Avevano ammesso la sconfitta. Semplice. Poi Giuliano Pisapia vinse le elezioni ed il Pd rientrò dalla finestra piazzando Boeri come Assessore alla Cultura dopo averlo voluto vicesindaco e Pierfrancesco Majorino come responsabile delle Politiche sociali, oltre ad un nutrito gruppo di ragazzi impegnatisi in campagna elettorale e premiati con incarichi in Comune. Ma Giuliano è uomo di parola ed ha deciso di andare via. Un uomo tutto d’un pezzo, onesto e con i suoi difetti, come tutti. Questo però non gli ha mai impedito di essere amato ed apprezzato. Gira sempre con la moglie, Cinzia Sasso, senza la minima scorta, e viene salutato da tutti, sostenitori ed avversari.

Il problema vero è che dopo Giuliano Pisapia a Milano c’è il niente. I continui inviti a tornare sui suoi passi, la scritta “Giuliano ripensaci” comparsa alla Festa dell’Unità e poi subito tolta dopo, Matteo Renzi che dal palco invita Giuliano a decidere “cosa fare da grande”, spingendolo alla ricandidatura, scatenando anche in questo caso – pare – irritazione e fastidio, è segno di un Partito Democratico impaurito dalle alternative.
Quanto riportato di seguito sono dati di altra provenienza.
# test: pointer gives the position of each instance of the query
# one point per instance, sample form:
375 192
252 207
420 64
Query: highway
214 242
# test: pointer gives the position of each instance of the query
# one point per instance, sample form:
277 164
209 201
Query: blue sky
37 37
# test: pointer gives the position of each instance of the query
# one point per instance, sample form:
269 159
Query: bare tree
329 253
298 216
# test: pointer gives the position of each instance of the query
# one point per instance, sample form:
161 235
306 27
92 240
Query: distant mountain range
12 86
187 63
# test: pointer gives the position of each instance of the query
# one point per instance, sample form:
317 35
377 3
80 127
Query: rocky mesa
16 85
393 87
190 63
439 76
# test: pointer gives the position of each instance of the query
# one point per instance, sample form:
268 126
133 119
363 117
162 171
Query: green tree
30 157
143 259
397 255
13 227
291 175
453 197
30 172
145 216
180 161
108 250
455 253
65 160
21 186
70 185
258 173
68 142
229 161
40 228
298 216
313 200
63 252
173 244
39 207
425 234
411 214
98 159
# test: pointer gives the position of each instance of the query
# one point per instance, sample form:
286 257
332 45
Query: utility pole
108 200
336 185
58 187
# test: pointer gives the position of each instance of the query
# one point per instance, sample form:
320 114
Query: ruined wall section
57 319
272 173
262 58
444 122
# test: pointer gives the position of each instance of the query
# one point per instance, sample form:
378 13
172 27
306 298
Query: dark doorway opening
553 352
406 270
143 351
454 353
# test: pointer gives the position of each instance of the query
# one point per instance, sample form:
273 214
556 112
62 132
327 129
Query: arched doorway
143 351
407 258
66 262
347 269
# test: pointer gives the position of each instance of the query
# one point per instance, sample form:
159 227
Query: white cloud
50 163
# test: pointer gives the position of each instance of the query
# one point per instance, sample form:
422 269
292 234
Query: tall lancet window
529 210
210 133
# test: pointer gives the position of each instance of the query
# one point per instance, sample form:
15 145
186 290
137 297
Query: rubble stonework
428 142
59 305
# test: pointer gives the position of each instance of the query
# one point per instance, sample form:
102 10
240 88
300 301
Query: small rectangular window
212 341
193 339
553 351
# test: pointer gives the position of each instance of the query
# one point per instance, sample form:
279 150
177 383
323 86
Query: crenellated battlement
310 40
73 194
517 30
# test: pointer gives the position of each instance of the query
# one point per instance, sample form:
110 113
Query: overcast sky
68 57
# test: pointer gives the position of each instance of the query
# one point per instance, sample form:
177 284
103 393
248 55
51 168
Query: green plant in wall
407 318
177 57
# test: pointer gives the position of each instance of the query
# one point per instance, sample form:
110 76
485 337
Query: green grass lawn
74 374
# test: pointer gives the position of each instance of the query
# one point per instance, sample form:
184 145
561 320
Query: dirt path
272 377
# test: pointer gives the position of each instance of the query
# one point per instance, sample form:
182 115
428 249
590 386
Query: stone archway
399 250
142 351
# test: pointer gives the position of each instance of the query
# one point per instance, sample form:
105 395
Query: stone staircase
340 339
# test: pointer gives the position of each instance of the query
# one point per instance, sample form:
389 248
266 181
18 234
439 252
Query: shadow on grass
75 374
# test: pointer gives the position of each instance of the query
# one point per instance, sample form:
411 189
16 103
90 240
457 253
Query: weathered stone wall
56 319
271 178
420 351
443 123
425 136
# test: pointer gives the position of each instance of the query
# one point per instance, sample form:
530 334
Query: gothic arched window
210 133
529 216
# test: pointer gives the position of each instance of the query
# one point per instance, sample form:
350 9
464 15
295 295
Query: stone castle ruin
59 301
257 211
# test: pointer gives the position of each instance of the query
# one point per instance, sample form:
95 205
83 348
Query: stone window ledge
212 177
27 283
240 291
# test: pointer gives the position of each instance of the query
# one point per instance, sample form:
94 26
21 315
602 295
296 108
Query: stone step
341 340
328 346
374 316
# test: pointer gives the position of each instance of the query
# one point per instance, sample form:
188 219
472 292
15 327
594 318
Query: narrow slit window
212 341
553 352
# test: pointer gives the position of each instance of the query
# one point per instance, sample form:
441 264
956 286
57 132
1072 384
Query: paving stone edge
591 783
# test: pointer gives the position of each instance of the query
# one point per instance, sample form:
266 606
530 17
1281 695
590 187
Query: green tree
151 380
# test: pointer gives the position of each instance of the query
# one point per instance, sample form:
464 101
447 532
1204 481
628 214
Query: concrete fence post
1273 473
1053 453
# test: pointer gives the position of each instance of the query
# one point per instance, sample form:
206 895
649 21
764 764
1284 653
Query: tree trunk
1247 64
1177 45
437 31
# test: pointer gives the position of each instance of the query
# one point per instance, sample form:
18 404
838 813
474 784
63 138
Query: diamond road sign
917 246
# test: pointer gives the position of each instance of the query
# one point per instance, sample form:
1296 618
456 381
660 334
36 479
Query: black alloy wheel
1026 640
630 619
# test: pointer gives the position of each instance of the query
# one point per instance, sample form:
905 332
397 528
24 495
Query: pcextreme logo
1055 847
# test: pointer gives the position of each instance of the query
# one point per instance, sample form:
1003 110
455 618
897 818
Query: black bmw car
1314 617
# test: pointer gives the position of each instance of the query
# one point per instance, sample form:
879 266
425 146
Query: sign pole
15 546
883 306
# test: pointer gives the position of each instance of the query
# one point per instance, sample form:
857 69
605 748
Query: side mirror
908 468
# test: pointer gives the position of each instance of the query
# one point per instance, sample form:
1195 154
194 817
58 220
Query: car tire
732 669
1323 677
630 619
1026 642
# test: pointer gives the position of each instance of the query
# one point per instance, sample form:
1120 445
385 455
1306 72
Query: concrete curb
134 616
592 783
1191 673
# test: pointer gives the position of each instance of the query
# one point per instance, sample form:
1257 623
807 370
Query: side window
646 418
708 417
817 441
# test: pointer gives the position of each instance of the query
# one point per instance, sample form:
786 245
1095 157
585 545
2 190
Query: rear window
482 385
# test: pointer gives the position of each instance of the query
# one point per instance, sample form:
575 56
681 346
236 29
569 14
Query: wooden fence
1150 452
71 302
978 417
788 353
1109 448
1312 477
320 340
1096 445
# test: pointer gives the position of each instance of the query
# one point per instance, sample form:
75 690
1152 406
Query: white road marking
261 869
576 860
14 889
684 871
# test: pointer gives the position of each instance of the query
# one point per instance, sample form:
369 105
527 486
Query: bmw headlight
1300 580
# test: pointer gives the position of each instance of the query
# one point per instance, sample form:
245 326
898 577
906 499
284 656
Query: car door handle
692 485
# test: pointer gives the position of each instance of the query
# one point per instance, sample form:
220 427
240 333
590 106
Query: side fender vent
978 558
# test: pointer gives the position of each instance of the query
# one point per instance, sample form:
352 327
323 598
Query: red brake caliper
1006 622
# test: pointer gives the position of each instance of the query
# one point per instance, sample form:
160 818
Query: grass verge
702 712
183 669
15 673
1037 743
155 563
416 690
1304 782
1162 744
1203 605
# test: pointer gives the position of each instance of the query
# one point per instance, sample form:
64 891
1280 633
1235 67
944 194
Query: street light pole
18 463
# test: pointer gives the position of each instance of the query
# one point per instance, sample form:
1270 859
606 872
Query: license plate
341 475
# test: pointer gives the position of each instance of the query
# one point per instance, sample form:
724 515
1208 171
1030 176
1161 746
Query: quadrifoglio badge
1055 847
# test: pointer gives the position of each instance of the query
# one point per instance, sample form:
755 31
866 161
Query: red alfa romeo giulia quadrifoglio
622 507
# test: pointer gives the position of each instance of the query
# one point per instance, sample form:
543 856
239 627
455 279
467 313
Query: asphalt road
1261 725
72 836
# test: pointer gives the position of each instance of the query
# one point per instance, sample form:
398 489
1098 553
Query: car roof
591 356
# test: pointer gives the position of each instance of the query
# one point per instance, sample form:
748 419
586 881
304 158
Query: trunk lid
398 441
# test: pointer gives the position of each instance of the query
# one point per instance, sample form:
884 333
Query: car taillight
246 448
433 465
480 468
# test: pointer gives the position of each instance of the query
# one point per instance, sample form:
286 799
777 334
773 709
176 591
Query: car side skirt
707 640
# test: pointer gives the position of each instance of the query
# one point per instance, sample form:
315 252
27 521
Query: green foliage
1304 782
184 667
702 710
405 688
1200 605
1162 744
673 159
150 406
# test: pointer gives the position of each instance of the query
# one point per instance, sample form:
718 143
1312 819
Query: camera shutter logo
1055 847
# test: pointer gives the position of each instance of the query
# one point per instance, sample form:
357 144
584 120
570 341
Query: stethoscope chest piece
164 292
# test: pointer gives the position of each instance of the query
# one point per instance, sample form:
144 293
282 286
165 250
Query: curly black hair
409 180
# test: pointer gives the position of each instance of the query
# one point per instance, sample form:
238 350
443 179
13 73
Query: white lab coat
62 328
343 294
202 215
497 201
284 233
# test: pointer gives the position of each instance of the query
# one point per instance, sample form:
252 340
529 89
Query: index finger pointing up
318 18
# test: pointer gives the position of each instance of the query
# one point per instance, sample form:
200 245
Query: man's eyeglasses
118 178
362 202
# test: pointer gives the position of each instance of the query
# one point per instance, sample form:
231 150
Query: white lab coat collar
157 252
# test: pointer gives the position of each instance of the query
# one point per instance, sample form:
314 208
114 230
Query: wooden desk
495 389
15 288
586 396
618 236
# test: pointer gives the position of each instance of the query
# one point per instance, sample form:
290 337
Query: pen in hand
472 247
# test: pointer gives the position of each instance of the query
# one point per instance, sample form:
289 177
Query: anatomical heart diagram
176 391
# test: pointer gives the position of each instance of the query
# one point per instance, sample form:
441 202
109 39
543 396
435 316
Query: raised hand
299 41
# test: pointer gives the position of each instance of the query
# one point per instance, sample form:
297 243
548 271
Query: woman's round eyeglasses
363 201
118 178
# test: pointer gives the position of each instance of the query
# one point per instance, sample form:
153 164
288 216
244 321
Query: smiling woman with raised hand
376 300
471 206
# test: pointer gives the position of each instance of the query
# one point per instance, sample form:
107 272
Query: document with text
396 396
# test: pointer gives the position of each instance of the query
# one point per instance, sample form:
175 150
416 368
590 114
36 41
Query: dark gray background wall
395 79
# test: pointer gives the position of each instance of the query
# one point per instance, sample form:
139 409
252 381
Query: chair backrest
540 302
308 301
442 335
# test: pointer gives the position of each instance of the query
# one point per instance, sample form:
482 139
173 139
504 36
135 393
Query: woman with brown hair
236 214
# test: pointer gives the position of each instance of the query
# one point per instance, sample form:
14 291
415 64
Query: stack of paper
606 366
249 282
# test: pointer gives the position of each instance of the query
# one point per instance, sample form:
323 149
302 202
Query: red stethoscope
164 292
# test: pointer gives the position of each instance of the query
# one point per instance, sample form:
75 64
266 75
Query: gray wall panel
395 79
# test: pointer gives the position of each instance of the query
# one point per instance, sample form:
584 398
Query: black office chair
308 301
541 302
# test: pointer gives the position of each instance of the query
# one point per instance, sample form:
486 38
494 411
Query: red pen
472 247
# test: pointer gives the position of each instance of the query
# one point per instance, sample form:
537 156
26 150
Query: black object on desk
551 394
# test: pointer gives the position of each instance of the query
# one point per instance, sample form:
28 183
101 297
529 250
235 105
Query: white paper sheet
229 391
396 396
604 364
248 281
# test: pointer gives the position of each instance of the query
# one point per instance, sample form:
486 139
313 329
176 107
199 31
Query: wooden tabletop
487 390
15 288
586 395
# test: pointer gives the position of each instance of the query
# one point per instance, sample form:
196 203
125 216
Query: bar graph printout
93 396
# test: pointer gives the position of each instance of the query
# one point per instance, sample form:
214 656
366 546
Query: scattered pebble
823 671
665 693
Giuliano Pisapia è la foglia di fico di una classe dirigente che in cinque anni non ha prodotto una valida alternativa. Pierfrancesco Majorino, l’uomo che si pensava potesse raccogliere l’eredità “arancione”, spera nelle primarie per provare l’assalto a Palazzo Marino ma l’engagement inesistente sui social dimostra come il suo nome non possa accendere gli entusiasmi, tanto da venir “sbeffeggiato” da Roberto Formigoni che “ride” della paura dell’Assessore alle politiche sociali di un’alleanza Pd-Ncd su Milano:

 

E qui si entra nel capitolo più spinoso. Matteo Renzi. Milano è lo spot ideale per l’Italia che riparte. Una città in crescita che ha goduto dei benefici di Expo, una città in cui stanno nascendo infrastrutture, reti di trasporti, in cui s’investe. Perdere il bastone della rivoluzione arancione sarebbe dannoso, anche per l’esecutivo. Inoltre il centrodestra non riesce a produrre una minima alternativa. Neanche lì esistono nomi. Quindi perdere contro “nessuno” sarebbe pericoloso per tutto il Pd.

L’alternativa? Un nome sicuro, che raccolga la borghesia milanese, l’elettorato moderato, l’associazionismo bianco ed il bacino di voti di Comunione e Liberazione. Ovvero Giuseppe Sala, Direttore Generale del Comune di Milano sotto la Giunta Moratti ed attuale Commissario unico di Expo. Un nome perfetto, capace di riunire i consensi di vasta parte della città, che può brillare di luce propria grazie al successo dell’esposizione universale. E se al Nazareno si decidesse per Sala, le primarie salterebbero senza se e senza ma. Un secondo scherzo “Pisapia” con un indipendente appoggiato magari dalla minoranza lacererebbe il partito, questa volta definitivamente. Bisogna vincere. E si passerà sopra ogni cosa.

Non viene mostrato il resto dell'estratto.